4. **Duplicate flag presence**
   - `IS_EXACT_DUP` column exists to track flagged duplicates.

Purpose:  
- Verify that data transformations preserved integrity.
- Catch potential anomalies before moving to analysis.

In [13]:
# Types
assert pd.api.types.is_datetime64_any_dtype(df["TRANS_DT"])
assert pd.api.types.is_numeric_dtype(df["MERCHANDISE_AMT"])

# Date sanity
assert df["TRANS_DT"].min() >= pd.Timestamp("2020-01-01")
assert df["TRANS_DT"].max() <= pd.Timestamp.today() + pd.Timedelta(days=1)

# Refund logic consistent
assert (df.loc[df["IS_REFUND"]==1, "MERCHANDISE_AMT"] < 0).all()

# Duplicates: we flagged, so duplicates may remain; ensure flag present
assert "IS_EXACT_DUP" in df.columns

**Results:**
- All validation checks passed successfully.
- Dataset is ready for exploratory analysis and visualization.

### 2.8 Exporting Clean Dataset

Prepare and export the cleaned dataset for further analysis and dashboard creation.

**Steps:**
1. Define `cols_order` – list of columns required for dashboards and EDA.
2. Keep only the columns that exist in the DataFrame.
3. Export to:
   - `transactions_clean_for_EDA.csv` – optimized for Tableau dashboard input.
   - `transactions_clean.csv` – full cleaned dataset for general use.

Purpose:  
- Ensure consistent column ordering for downstream tools.
- Provide both a tailored dataset for visualization and a complete cleaned version for other analyses.

In [14]:
# Columns needed for dashboards
cols_order = [
    "FISCAL_YEAR", "FISCAL_PERIOD",
    "DEPT_NAME", "DIV_NAME", "MERCHANT", "CAT_DESCR",
    "TRANS_DT", "TX_DATE", "TX_YEAR", "TX_MONTH", "DAY_OF_WEEK", "IS_WEEKEND",
    "MERCHANDISE_AMT", "AMOUNT_ABS",
    "IS_REFUND", "IS_HIGH_VALUE", "IS_EXACT_DUP"
]

# Keep only the columns that actually exist in df
cols_order = [c for c in cols_order if c in df.columns]

# Export to CSV for Tableau
df[cols_order].to_csv("transactions_clean_for_EDA.csv", index=False, encoding="utf-8-sig")

print("Export complete.
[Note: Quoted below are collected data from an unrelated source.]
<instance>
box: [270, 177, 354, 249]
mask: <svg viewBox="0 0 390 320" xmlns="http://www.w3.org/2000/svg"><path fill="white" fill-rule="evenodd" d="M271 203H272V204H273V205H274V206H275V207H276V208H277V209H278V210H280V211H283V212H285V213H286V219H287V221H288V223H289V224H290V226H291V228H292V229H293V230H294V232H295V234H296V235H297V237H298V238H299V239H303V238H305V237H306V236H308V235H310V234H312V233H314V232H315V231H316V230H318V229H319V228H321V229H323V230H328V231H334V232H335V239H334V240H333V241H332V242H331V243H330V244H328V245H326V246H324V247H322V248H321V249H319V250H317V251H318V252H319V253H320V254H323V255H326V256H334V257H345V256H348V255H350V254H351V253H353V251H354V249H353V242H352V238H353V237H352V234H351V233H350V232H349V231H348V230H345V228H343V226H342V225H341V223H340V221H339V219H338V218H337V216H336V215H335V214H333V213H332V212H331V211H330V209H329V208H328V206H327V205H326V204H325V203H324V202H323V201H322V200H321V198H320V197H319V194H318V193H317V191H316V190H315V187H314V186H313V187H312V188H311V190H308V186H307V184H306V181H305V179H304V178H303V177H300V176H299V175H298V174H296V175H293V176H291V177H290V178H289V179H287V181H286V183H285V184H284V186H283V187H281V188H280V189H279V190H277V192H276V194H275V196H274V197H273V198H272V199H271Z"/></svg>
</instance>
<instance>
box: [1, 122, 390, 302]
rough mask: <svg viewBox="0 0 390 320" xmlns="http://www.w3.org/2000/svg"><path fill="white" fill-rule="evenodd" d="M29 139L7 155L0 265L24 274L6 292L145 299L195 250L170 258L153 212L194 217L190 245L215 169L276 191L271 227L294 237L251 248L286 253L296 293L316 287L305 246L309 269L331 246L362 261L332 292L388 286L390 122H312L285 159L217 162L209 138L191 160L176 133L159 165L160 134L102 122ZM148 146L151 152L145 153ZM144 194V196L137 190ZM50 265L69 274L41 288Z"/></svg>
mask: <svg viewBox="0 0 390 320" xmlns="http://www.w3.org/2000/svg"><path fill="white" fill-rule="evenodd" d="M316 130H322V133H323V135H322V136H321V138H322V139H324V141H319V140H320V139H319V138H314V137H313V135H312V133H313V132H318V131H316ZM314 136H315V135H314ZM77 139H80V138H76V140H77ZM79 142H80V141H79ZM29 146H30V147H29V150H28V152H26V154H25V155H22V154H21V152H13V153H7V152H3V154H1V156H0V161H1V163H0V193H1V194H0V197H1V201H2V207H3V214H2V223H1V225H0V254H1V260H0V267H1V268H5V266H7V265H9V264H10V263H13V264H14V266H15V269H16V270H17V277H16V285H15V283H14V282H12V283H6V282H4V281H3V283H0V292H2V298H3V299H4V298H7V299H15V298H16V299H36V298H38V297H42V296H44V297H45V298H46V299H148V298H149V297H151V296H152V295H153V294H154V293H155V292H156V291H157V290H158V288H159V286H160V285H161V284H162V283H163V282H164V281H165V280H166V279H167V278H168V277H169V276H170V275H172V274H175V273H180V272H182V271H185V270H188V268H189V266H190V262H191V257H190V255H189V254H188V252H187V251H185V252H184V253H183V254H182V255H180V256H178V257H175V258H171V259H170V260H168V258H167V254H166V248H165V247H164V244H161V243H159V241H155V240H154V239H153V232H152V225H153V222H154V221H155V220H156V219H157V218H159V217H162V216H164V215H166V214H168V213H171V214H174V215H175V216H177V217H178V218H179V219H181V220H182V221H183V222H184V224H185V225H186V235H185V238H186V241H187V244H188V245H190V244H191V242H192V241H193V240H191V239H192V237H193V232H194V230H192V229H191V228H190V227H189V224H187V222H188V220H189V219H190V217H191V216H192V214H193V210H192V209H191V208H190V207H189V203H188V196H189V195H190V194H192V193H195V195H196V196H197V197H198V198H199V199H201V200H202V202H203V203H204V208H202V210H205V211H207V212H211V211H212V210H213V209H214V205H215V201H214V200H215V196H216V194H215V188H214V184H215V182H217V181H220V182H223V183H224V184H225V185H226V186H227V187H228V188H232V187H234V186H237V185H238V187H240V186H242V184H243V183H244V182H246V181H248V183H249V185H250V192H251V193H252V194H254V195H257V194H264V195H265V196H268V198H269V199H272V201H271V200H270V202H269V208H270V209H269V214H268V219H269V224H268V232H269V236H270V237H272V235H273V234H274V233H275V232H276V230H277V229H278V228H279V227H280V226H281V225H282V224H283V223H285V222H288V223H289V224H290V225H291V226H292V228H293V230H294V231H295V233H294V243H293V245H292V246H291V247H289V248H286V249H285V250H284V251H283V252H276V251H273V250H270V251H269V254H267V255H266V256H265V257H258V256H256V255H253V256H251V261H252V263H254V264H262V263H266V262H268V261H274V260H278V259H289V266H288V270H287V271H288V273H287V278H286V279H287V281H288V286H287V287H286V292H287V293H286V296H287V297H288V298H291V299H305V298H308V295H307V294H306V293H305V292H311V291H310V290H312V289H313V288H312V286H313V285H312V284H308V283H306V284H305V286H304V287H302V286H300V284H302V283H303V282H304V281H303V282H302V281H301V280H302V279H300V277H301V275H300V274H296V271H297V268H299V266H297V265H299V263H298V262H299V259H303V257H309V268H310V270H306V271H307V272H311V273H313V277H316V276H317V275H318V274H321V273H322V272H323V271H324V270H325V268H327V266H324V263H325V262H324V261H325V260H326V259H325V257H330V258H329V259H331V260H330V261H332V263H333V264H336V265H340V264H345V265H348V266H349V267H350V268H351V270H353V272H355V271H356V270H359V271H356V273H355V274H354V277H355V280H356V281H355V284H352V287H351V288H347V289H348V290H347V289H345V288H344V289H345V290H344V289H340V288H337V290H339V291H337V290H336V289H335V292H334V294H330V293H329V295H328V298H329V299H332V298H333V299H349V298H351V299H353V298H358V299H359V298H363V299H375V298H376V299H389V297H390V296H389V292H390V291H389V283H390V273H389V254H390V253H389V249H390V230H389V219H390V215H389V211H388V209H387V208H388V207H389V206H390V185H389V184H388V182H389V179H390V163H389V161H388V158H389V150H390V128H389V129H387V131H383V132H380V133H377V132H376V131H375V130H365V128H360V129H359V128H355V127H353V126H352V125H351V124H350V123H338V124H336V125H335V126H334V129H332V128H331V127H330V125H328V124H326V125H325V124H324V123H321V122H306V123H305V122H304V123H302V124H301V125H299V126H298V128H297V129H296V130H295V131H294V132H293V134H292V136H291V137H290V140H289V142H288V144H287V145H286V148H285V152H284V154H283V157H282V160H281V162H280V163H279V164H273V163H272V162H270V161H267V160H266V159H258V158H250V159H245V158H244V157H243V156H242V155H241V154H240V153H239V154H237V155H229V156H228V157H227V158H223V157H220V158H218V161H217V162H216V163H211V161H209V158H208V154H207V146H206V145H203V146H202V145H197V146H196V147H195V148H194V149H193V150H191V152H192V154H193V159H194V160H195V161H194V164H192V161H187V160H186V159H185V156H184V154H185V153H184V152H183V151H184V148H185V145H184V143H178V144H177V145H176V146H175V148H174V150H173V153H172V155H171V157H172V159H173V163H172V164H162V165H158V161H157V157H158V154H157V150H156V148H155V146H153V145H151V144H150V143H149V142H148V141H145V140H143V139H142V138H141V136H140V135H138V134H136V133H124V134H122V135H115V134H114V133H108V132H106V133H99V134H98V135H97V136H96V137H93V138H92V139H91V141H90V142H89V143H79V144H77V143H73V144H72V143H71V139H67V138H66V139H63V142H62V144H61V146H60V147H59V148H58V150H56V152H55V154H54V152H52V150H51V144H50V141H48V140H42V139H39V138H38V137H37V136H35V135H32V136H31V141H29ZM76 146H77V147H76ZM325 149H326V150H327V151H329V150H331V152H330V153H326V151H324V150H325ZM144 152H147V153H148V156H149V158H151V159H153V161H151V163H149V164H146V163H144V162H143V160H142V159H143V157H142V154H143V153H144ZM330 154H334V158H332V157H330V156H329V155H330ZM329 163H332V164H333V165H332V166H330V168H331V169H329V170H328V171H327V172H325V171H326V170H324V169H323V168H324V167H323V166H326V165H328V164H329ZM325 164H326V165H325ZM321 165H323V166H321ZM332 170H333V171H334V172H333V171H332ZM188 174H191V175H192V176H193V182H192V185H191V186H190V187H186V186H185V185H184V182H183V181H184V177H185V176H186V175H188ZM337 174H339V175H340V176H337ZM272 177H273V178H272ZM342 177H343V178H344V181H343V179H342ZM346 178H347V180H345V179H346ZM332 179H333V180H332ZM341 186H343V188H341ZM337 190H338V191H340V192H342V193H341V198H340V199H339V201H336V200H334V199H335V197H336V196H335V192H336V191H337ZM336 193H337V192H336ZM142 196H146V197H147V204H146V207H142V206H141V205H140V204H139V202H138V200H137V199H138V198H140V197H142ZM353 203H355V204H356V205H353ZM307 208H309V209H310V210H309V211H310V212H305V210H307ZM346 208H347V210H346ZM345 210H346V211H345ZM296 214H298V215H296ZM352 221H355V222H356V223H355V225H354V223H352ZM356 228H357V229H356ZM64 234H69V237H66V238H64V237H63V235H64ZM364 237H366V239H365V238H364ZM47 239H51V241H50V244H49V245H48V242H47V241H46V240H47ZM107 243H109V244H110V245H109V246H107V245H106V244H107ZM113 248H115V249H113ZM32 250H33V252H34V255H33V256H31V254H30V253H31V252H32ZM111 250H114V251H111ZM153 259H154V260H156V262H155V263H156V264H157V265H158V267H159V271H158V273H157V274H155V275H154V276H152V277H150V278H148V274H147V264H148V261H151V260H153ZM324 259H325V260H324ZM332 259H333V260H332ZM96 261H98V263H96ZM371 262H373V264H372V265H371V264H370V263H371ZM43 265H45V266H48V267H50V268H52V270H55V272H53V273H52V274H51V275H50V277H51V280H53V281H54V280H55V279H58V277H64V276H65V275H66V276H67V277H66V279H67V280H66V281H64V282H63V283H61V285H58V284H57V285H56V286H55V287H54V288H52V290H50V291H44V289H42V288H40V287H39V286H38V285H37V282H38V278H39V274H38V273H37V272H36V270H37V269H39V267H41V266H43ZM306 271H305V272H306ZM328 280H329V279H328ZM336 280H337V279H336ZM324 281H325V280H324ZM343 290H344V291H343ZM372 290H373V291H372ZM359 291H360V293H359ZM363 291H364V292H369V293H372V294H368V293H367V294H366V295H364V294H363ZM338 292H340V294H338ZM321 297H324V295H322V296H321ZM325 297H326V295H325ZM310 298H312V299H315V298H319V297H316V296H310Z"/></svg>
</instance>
Rows exported:", len(df))

Export complete. Rows exported: 742191


In [15]:
# Export clean dataset
df.to_csv("transactions_clean.csv", index=False, encoding="utf-8-sig")

**Results:**
- `transactions_clean_for_EDA.csv` – 742,191 rows exported for dashboard creation.
- `transactions_clean.csv` – full cleaned dataset saved for future analysis.